Skeptics pointed out that the commission was announced in the midst of hearings by a United Nations panel in Geneva that subjected the Vatican to blistering criticism over the handling of sexual abuse cases.
The commission initially included two survivors of sexual abuse who had been openly critical of the church. Since then, one was forced out and the other left, with both saying the Vatican had failed to follow through on its promises.
Pope Francis acted on the commission’s proposal to create a tribunal to discipline bishops who covered up abuse — but then dispensed with the tribunal when it hit resistance within the Vatican.
The pope later issued an edict, titled “As a Loving Mother,” saying that the Vatican already had all the offices necessary to investigate and discipline negligent bishops, and would do so. But no discipline or sanctions have ever been announced.
“Pope Francis has a lot of explaining to do,” said the Rev. James E. Connell, a priest in Milwaukee, a canon lawyer, and a founding member of Catholic Whistleblowers, a group of priests, nuns and others who advocate for victims. “He sets up these things and then kills them and doesn’t follow through. And these are all matters of justice.”
Father Connell said the group had sent files of documents to Pope Francis and the Vatican on three American bishops the group accused of particularly egregious cover-ups of child abuse, and heard nothing back.
Pope Francis’ focus on mercy as a central teaching may also be a blind spot, Father Connell said. “We hear a lot from the pope about mercy, and fine, we hope the Lord is merciful.
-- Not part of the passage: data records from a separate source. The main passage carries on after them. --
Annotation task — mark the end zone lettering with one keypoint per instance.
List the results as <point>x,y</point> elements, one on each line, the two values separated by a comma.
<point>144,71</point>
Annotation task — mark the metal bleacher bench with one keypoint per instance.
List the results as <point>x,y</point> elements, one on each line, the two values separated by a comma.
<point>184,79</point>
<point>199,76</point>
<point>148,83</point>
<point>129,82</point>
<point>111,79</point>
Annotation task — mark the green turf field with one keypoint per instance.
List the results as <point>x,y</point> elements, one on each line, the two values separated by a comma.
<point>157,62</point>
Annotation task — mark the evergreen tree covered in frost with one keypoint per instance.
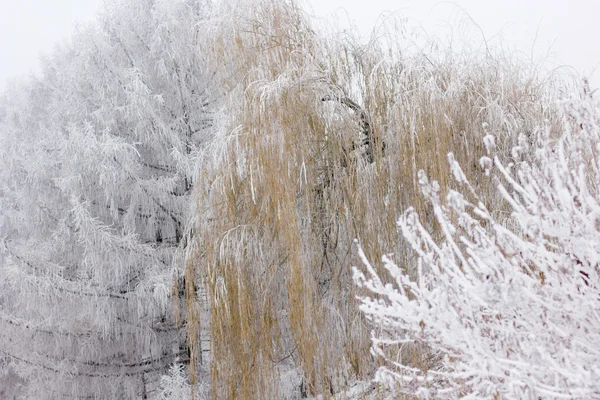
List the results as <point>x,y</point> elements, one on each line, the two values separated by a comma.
<point>98,158</point>
<point>504,309</point>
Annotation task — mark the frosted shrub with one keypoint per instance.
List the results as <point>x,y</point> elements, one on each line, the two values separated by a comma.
<point>176,385</point>
<point>504,309</point>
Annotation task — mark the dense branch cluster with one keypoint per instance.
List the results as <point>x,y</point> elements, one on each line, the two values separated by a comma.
<point>506,310</point>
<point>98,161</point>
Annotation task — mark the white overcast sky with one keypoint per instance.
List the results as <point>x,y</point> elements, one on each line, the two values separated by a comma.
<point>567,30</point>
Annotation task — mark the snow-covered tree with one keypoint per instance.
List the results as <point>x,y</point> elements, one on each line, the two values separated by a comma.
<point>98,159</point>
<point>503,307</point>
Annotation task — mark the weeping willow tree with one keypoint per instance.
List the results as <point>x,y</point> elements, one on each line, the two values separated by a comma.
<point>321,145</point>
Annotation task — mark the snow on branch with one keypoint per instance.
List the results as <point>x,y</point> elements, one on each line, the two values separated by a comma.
<point>504,309</point>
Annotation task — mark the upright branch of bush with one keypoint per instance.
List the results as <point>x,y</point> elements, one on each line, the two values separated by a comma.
<point>504,310</point>
<point>98,160</point>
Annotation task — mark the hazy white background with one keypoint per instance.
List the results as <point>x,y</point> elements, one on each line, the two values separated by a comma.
<point>562,32</point>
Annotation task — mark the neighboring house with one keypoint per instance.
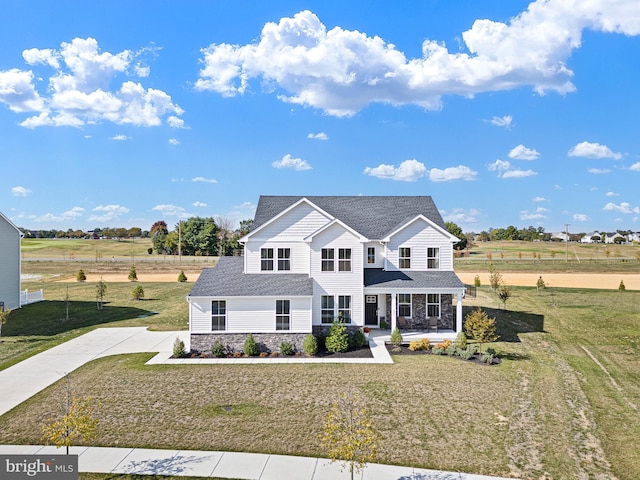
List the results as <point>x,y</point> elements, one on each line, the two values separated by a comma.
<point>10,237</point>
<point>310,260</point>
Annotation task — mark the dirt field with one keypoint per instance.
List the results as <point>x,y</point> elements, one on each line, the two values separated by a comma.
<point>609,281</point>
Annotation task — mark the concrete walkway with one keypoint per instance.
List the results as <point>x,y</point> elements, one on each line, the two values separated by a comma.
<point>249,466</point>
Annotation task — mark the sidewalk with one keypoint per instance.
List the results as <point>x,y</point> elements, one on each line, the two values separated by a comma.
<point>246,466</point>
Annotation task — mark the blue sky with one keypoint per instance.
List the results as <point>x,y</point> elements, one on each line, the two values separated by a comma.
<point>122,113</point>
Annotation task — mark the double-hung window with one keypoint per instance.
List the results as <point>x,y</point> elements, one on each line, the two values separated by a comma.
<point>283,315</point>
<point>404,260</point>
<point>433,257</point>
<point>327,308</point>
<point>344,259</point>
<point>284,259</point>
<point>266,259</point>
<point>328,260</point>
<point>218,314</point>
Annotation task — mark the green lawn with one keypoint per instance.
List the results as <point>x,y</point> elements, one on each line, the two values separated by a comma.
<point>548,411</point>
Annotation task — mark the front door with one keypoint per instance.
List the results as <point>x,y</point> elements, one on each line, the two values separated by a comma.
<point>371,310</point>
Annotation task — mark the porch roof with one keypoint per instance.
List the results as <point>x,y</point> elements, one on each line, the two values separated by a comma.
<point>411,280</point>
<point>227,279</point>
But at the same time, justice must be rendered,” he said.
Marie Collins, one of the two survivors who served on the commission that Francis created, said in a blog post on Thursday that it was already clear that Cardinal Pell was guilty of the “appalling mishandling” of priests who abused children while he served as a bishop.
She said Cardinal Pell should have stepped down from his Vatican position long ago, even before he faced charges of sexual offenses.
“He should never have been allowed to hide out in the Vatican to avoid having to face those in his home country who needed answers,” she wrote, adding that Cardinal Pell’s case has shown “how little reliance we can put on assurances from the Catholic Church that bishops and religious superiors will face sanctions if they mishandle abuse cases.”
Francis also provoked outrage when he appointed as bishop Juan Barros, an acolyte of Chile’s most infamous serial abuser connected to the church — the Rev. Fernando Karadima. Bishop Barros stood by Father Karadima, who was tried and found guilty by the Vatican and was forced to retire.
Then Francis stood firmly by Bishop Barros when priests and parishioners disrupted his installation ceremony and wrote letters pleading with the pope to rescind the appointment. Francis was later caught on videotape in Rome calling the Chileans who objected to the bishop “stupid” and “leftists.”
Advocates of sex abuse victims were affronted once again in February when, in keeping with his vision for a more merciful church, he reduced sanctions against some priests convicted of pedophilia. The Vatican has also been criticized as retreating into a bunker mentality when accusations were made against its own.
“It is important to recall that Cardinal Pell has openly and repeatedly condemned as immoral and intolerable acts of abuse committed against minors,” the Vatican spokesman, Greg Burke, said on Thursday after Cardinal Pell read his statement.
He added, “the Holy Father, who has appreciated Cardinal Pell’s honesty during his three years at work in the Roman Curia, is grateful for his collaboration.”